REDWOOD CITY (BCN)—A Daly City man was sentenced in a Redwood City courtroom today to 28 years in prison for stabbing a high school student outside his school in 2013, San Mateo County prosecutors said.

Erik Montes, 21, was sentenced by Judge Joseph Scott for stabbing a 17-year-old high school student outside Daly City’s Thornton Continuation High School at 1:30 p.m. April 15.

That day Montes and two accomplices parked their car about a block from the school, according to prosecutors. When the victim was outside among a group of people, Montes went up to the boy and stabbed him in the neck, head, hand, torso and arm.

The accomplices, Michael House and Christopher Merlo, kicked and punched the victim after he fell to the ground.

The boy was rushed to a hospital where he underwent emergency surgery and survived, prosecutors said.

San Mateo County District Attorney Steve Wagstaffe said the only motive prosecutors were able to identify was violence between gangs.

Wagstaffe said the victim was not in a gang but associated with gang members.

On the seventh day of a jury trial in April of this year, Montes pleaded no contest to attempted murder and admitted causing great bodily injury and being a gang member. He also pleaded no contest to three other felonies including two counts of felony threats on police officers, according to prosecutors.

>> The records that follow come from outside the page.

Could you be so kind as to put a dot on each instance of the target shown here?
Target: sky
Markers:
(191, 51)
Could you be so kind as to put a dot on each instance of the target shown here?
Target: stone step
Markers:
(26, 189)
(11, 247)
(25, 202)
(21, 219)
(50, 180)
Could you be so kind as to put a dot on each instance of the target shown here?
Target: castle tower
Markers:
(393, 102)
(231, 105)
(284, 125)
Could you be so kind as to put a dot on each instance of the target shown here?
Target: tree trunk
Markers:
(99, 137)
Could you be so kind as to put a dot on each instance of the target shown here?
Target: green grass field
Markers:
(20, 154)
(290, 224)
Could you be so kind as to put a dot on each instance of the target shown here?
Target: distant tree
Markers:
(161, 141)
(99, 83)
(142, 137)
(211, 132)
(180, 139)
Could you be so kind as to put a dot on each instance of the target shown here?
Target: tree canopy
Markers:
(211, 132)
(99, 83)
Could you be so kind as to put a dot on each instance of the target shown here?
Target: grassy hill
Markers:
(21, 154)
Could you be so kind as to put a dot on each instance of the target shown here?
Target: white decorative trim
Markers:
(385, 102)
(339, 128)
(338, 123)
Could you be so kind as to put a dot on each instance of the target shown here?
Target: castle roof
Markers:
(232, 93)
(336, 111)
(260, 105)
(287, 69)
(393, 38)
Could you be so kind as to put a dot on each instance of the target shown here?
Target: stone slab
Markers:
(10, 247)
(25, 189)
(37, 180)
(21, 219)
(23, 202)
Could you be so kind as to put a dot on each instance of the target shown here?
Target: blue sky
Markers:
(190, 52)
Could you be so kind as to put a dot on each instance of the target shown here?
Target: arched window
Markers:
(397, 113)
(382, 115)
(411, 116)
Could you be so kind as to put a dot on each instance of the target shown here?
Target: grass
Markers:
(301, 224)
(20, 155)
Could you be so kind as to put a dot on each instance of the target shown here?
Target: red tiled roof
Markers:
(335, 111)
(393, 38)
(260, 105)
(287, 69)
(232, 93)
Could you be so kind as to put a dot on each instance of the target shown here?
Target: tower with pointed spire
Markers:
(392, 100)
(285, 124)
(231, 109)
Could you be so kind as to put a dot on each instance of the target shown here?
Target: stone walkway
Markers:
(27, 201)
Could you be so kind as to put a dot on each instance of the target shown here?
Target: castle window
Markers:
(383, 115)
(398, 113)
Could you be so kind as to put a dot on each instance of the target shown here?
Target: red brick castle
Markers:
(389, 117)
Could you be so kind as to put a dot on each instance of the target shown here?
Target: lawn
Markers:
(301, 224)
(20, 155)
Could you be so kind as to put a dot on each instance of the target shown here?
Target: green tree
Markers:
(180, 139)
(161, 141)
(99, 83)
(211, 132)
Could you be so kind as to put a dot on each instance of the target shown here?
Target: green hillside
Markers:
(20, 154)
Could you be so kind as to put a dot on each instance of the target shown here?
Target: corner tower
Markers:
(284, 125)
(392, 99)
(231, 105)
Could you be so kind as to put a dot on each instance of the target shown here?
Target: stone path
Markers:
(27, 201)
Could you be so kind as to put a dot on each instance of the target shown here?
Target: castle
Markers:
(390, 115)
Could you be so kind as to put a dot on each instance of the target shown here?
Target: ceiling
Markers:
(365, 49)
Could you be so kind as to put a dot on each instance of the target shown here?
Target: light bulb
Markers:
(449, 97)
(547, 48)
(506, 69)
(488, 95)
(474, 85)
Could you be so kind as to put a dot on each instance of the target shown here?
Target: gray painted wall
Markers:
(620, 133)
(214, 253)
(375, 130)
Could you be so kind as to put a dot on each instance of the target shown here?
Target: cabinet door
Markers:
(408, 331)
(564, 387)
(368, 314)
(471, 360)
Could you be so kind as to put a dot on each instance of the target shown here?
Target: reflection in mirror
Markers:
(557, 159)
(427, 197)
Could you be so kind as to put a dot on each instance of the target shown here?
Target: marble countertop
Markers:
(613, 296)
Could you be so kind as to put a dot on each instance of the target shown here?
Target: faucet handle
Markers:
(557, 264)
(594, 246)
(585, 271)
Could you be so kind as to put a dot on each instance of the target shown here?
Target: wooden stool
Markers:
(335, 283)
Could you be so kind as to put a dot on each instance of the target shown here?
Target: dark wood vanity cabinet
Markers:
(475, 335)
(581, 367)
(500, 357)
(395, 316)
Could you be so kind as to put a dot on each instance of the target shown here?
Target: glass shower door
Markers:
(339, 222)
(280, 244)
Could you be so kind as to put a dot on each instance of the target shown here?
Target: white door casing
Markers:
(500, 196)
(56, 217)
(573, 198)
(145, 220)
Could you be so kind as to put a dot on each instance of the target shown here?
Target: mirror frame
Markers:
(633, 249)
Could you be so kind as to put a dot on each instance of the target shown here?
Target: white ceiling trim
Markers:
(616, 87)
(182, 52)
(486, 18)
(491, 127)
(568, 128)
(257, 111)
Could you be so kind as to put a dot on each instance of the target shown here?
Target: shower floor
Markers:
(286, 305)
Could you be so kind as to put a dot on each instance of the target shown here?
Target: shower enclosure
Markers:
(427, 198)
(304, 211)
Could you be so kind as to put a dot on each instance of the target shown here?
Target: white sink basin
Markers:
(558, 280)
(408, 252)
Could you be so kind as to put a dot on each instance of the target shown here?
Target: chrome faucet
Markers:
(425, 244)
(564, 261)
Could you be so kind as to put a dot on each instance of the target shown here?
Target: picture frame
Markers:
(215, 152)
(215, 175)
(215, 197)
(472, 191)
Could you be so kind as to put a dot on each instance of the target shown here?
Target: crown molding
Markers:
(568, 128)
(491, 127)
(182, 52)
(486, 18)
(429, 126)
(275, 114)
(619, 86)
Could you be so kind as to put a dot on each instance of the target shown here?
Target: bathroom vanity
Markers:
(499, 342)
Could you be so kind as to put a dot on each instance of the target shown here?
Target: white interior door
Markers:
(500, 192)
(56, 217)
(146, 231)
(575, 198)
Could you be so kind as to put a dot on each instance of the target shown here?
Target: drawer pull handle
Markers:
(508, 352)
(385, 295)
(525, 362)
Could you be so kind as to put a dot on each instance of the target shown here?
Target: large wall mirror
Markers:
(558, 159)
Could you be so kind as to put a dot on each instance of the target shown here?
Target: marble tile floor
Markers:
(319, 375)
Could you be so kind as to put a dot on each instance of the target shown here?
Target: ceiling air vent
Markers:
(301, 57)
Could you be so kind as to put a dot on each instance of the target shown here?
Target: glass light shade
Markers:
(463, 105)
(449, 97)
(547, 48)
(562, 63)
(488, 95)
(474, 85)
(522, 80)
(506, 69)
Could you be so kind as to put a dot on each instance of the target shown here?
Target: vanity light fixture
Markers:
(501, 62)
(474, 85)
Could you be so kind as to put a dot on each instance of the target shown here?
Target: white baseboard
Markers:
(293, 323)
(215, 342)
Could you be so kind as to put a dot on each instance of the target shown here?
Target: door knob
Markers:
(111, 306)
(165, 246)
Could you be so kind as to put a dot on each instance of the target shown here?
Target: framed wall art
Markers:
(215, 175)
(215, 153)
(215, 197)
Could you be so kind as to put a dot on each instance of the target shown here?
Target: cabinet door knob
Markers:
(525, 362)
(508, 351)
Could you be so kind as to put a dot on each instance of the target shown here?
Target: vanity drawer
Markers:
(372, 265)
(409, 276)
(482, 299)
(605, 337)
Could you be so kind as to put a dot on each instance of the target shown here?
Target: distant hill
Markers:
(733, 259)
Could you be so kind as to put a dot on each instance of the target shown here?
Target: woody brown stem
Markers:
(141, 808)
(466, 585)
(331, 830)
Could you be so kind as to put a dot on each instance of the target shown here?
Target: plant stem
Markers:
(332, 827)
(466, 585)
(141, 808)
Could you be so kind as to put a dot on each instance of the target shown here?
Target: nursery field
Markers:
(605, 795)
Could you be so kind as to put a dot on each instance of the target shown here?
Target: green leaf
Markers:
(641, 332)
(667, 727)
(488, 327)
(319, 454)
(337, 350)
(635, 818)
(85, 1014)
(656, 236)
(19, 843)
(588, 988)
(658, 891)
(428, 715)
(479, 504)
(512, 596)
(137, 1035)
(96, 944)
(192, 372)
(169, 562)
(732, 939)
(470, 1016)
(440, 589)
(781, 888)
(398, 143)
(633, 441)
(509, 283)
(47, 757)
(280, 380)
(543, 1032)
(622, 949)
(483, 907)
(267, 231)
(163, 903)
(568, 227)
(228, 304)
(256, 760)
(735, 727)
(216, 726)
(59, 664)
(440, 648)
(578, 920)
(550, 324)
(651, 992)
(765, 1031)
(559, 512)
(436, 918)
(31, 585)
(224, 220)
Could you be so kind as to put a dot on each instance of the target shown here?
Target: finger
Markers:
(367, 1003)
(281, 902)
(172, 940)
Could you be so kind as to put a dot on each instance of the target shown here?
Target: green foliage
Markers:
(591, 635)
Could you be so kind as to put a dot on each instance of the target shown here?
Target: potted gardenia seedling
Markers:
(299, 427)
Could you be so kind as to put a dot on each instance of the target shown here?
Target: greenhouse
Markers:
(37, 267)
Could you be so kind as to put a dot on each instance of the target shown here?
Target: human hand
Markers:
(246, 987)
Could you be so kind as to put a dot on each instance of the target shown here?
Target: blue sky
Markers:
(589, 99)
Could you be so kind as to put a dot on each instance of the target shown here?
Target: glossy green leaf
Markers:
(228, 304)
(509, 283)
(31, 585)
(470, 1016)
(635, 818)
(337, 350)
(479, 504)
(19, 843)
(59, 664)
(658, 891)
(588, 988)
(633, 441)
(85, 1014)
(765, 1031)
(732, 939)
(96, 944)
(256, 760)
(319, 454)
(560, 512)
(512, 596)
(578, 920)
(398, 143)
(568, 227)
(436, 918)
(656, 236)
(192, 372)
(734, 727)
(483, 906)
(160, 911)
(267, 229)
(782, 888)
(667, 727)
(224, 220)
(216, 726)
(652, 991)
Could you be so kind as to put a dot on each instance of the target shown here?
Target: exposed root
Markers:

Montes was to be sentenced on June 23, but on that day he made a motion to replace his court-appointed private defender with an attorney he retained.

Montes and his new attorney Dek Ketchum made a motion to withdraw the no contest plea because they said private defender Jonathan McDougall was incompetent and coerced Montes into making the plea.

Scott allowed Ketchum to replace McDougall but rejected Montes’ motion to withdraw his plea, after finding that McDougall did not coerce Montes.

Ketchum called the case tragic but would not comment on the fairness of the sentence because he represented Montes late in the case.

He said the victim suffered really serious injuries, which have changed his life.

Merlo will serve five years in prison after pleading no contest to felony assault and admitting to a serious felony, which will count as a strike. He also admitted to being a gang member.

House was sentenced to three years in prison after pleading no contest to felony assault and a misdemeanor charge of being a gang member.

Ketchum said the case epitomizes the violence that occurs in underprivileged communities and the real problem is the underlying cause of the violence.